Hekkesh é diferente degzerah shavah (analogia - aprendemos alguma coisa em


um versículo e aplicamos a outro). Em hekkesh, no entanto, são examinados dois
versículos que têm as mesmas palavras, dando origem a uma doutrina
completamente nova que não é indicada por nenhum um dos versículos
sozinhos.

Um exemplo do uso de hekkesh no Novo Testamento ocorre em Mateus 5:27-28,


onde Yeshua diz: “Ouvistes que foi dito:
'Não adulterarás. Eu, porém, vos digo: qualquer que olhar para uma mulher
com intenção impura, no coração, já adulterou

com ela." Como Yeshua poderia dizer que se um homem olha para uma mulher
com intenção de imoralidade sexual, ele já cometeu adultério? Na verdade, há
muitas passagens rabínicas que proíbem a luxúria exatamente nos mesmos
princípios. O que é único então, sobre a equação de Yeshua de luxúria e adultério
é que Ele baseou esta decisão haláchica pelo uso do hekkesh. Êle combinou dois
dos Dez Mandamentos, “não cometerás adultério” e “não cobiçarás”, de Êxodo
20, e juntou-os para concluir que a proibição da Torá sobre adultério também
inclui pecados que vão além da relação sexual com a esposa de outro homem.
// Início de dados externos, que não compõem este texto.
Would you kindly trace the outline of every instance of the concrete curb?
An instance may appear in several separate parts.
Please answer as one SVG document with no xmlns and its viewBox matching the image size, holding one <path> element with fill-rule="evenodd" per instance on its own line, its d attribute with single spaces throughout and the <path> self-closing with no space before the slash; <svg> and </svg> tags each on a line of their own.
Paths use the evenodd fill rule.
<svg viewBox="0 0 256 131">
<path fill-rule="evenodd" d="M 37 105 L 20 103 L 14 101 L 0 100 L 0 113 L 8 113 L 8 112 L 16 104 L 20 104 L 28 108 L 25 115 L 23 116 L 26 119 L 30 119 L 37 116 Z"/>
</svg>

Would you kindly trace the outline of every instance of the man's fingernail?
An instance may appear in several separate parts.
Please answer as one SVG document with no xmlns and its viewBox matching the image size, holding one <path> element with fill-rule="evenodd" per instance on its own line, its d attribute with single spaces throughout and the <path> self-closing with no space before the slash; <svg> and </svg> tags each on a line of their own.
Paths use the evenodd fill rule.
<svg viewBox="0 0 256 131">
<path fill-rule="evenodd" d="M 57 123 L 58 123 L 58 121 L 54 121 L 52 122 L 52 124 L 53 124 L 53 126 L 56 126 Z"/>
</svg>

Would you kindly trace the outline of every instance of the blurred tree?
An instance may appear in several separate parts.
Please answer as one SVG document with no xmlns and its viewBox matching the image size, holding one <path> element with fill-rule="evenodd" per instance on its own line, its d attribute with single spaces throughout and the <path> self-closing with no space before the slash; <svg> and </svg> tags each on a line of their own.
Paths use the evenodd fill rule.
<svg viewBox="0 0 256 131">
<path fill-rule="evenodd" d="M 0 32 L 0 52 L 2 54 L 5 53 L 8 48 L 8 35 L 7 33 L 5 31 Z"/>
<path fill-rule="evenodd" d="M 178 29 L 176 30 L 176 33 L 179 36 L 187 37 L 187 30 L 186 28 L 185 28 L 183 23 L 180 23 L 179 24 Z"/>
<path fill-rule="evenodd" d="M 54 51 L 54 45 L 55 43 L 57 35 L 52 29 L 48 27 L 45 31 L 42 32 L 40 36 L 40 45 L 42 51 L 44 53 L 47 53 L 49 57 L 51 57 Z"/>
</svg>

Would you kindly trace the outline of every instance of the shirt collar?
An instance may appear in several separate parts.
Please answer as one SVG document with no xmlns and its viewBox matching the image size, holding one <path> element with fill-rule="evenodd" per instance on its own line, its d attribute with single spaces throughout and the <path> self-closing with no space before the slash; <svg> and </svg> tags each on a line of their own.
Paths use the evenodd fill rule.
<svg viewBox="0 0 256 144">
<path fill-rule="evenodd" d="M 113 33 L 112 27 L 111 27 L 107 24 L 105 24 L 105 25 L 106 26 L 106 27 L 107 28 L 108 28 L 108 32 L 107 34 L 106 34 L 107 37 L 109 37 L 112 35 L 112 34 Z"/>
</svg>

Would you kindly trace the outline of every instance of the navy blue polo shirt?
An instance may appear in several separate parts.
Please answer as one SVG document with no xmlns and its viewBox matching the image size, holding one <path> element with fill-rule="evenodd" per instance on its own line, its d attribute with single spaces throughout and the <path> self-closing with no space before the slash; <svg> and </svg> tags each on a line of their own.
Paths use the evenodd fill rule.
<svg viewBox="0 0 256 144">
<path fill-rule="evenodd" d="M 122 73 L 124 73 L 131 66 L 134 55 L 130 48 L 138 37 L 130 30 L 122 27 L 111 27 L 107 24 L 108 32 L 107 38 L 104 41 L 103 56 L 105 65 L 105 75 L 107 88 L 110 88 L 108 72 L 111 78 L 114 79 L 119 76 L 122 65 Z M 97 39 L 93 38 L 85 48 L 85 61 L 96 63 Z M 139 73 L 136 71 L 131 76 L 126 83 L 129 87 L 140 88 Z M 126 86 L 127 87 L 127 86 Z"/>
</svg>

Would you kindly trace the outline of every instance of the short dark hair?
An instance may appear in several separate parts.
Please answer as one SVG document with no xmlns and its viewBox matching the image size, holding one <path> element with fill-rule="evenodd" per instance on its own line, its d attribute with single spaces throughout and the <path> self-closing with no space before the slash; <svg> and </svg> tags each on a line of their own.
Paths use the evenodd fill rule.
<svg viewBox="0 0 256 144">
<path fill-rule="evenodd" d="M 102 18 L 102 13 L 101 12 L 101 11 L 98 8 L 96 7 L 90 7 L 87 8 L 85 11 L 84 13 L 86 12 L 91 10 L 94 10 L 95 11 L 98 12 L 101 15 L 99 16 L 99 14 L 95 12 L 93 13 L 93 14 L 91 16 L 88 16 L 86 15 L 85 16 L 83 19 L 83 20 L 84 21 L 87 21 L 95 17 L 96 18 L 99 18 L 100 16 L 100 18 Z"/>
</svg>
Yeshua conseguiu combinar estes dois mandamentos porque a palavra da


Septuaginta para “cobiçar”, nos dez mandamentos, é o mesmo verbo grego
(epithymeo) que Yeshua usa em Mateus 5 para “luxúria”n “Em outras palavras,
Yeshua lê o humanamente inexequível décimo mandamento como sendo tão
importante quanto os outros mandamentos humanamente mais executáveis. Na
ética de Mateus, se alguém não quebra os mandamentos, mas deseja fazê-lo, já
se tornou culpado.”5 6

Yeshua, na realidade, toma dois versículos, bate um contra o outro, compara-os e


faz um hekkesh. Assim, Ele ensina algo completamente novo: que o adultério
não é apenas o ato físico, mas também a intenção. Ele conclui que o
mandamento, “Não cometerás adultério” não significa apenas o ato em si,
mas também a intenção que surge no coração e é cometida com os olhos.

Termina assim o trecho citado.